The ALICE experiment at the CERN LHC focuses on studying the quark-gluon plasma produced by heavy-ion collisions. After the Long Shutdown 2 in 2019-2020, the ALICE Experiment will see its data input throughput increase a hundredfold, up to 3.4 TB/s. In order to cope with such a large amount of data, a new online-offline computing system, called O2, will be deployed. By reconstructing the data online, it will be possible to compress the data stream down to 90GB/s before storing it permanently.
One of the key software components of the system will be the data Quality Control (QC) that replaces the existing online Data Quality Monitoring and offline Quality Assurance. It is this framework and infrastructure, which will be responsible for all aspects related to the analysis software aimed at identifying possible issues with the data itself, and indirectly with the underlying processing done both synchronously and asynchronously. Since analyzing the full stream of data online would exceed the available computational resources, a reliable and efficient sampling will be needed. It should provide a few percent of data selected randomly in a statistically sound manner with a minimal impact on the main dataflow.

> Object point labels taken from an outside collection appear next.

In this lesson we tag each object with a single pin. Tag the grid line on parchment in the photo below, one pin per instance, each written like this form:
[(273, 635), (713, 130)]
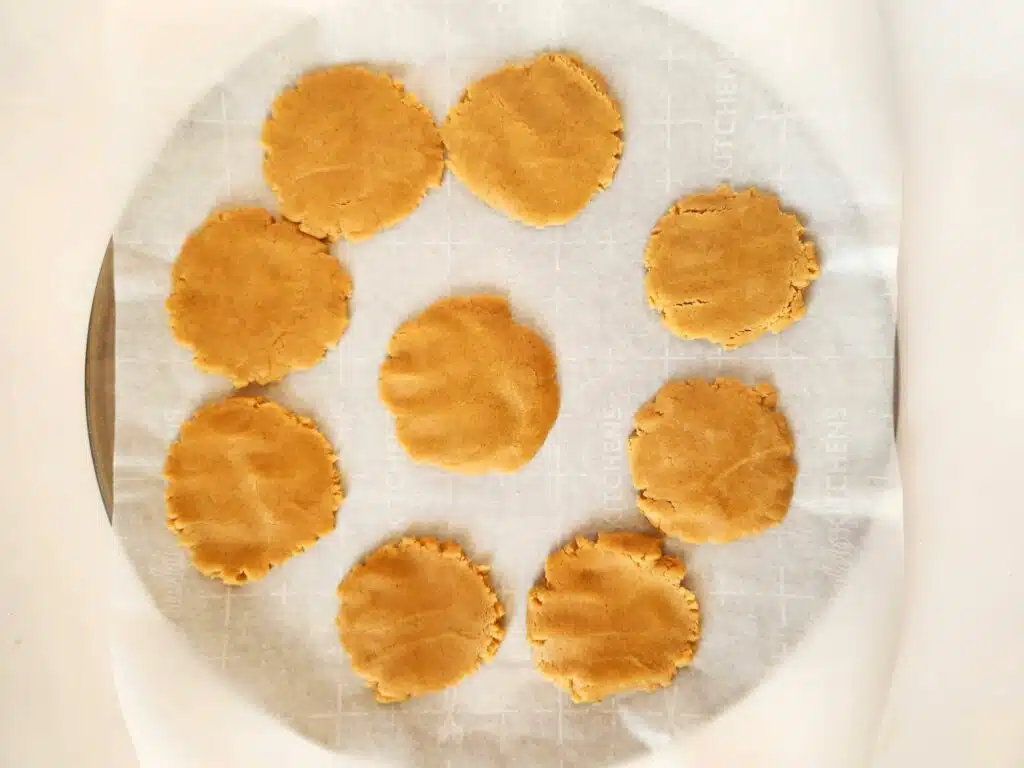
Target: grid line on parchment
[(566, 471)]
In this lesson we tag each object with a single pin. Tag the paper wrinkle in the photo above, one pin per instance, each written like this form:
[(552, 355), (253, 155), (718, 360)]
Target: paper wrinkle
[(693, 117)]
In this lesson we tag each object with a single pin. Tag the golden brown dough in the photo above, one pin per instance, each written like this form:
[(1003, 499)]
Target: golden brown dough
[(249, 484), (254, 298), (471, 390), (417, 616), (728, 266), (536, 140), (712, 461), (350, 152), (612, 615)]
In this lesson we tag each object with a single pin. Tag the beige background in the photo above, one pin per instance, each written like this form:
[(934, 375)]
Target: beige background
[(57, 705)]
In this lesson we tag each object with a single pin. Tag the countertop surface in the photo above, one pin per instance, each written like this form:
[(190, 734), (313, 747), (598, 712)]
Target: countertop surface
[(64, 150)]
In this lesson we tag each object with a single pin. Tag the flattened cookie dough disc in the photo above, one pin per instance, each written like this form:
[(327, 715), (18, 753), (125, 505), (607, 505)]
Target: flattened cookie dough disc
[(612, 615), (249, 484), (254, 298), (728, 266), (712, 461), (536, 140), (471, 390), (417, 616), (349, 152)]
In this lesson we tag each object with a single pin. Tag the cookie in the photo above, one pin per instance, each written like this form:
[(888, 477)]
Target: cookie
[(611, 616), (255, 299), (536, 140), (417, 616), (349, 152), (470, 389), (712, 461), (728, 266), (249, 484)]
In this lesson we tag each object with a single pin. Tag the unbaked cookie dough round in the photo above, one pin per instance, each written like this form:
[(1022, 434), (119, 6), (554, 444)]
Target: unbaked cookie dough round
[(249, 484), (470, 389), (255, 299), (611, 616), (536, 140), (712, 461), (417, 616), (728, 266), (349, 152)]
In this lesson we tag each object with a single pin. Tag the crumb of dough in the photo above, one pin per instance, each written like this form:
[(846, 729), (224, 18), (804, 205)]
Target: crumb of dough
[(470, 389), (611, 615), (728, 266), (712, 461), (349, 152), (417, 615), (536, 140), (255, 299), (249, 484)]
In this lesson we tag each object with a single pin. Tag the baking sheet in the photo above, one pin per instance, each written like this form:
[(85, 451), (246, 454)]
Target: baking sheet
[(693, 117)]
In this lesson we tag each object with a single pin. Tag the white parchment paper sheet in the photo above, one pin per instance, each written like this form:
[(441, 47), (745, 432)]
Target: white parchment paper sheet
[(693, 117)]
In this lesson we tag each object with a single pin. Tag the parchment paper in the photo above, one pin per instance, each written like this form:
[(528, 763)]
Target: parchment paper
[(693, 117)]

Extra requirements include the option to choose messages corresponding to the same events over a group of computing nodes and the optional possibility to ensure getting a fixed amount of data at the cost of blocking the main dataflow.
In this paper we present the design of the O2 Data Sampling software. In particular, we highlight our requirements for pseudo-random number generators to be used for sampling decisions, as well as the results of the benchmark we performed to evaluate different possibilities. Finally we report on a large scale test of the O2 Data Sampling we carried out.